Now what do I do with this word list, once I have it? The first thing is feel relieved, because if anyone ever asserts “we (they?) don’t even do anything in there!” I can whip the list out and be like “well then, what is all this language we’ve used?! (dramatic music)

I also have thought out some other, non-affective uses for such a list, which could include:
– Building new readings that are recombinations of familiar vocab, either for days when I need to sit to refrain from dying, or for performance assessments (both throughout an instructional cycle, using AnneMarie Chase’s Quick Quizzes, or at the end).
– Spiraling the vocab that appears in my Bell Ringers, which are usually reading (input!)-based.
– Playing games! I could easily make these a Quizlet set for students to study, if they should so choose, which easily turns into either a Gimkit or a Quizlet Live. Same idea with a Kahoot!
– Printing the list for a parent or child. Sometimes they just want some sort of proof, something to study. This could be it!
– Reminding myself of other useful stuff that hasn’t come up yet – and then magically bringing it up!
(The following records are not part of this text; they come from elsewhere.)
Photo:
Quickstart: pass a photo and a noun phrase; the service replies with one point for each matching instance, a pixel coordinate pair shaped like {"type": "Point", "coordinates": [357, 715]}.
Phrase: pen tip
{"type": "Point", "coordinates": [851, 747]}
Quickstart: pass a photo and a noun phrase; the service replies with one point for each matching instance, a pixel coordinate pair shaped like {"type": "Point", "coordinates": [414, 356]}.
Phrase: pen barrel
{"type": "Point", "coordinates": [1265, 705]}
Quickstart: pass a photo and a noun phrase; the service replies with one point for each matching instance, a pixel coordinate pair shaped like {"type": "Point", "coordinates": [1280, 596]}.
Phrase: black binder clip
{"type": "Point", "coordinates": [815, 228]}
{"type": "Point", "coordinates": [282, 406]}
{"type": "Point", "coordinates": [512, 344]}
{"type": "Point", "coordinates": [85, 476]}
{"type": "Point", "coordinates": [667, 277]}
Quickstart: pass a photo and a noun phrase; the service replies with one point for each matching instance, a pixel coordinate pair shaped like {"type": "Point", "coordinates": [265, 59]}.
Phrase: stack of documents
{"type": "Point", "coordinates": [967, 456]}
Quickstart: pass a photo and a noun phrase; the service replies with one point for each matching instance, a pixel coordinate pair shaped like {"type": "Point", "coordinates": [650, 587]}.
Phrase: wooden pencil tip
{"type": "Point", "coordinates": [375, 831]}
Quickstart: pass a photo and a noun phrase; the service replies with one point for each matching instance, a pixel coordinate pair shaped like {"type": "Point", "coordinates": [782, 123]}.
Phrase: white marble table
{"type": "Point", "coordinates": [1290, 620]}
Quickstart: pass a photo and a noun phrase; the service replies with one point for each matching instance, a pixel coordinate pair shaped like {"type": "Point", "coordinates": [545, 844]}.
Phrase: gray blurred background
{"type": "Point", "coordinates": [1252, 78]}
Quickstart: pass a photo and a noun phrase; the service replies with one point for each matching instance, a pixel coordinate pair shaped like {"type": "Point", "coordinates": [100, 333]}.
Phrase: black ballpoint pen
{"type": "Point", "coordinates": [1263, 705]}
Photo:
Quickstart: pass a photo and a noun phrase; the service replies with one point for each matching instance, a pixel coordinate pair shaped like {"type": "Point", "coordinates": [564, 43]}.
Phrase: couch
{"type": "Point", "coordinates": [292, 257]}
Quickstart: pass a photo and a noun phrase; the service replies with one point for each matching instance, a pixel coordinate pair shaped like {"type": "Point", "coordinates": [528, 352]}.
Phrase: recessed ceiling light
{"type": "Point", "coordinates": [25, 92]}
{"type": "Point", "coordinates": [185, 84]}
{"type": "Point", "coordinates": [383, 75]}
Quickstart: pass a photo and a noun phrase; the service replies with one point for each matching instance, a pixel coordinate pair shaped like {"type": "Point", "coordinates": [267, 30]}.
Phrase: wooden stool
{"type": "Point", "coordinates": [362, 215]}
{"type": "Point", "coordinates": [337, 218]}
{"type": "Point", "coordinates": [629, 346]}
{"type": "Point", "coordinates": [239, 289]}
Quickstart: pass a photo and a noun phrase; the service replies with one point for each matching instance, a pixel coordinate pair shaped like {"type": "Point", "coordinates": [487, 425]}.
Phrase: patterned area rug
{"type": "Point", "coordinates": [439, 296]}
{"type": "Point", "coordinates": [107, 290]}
Sometimes, you might want to target other useful vocab that could wow their next level teacher and make your classroom life more flowing. Slip a new word or phrase into the classroom convo when it makes sense, and boom! You have a more proficient user of the target language.

Overall:

If we communicate to our students via lists, they will produce…lists. I’m aiming to use class time to communicate in real questions, statements, stories, etc., so that hopefully one day, my students will be able to do the same. But for as long as we need to hold onto the idea of the vocab list for the world language classroom, then we can certainly provide – and make it useful to us, too!

What do you think? Do you have to follow a set list, or do you have more freedom? Do you have an argument for vocab lists that I’m not thinking about? Let me know your thoughts and ideas below!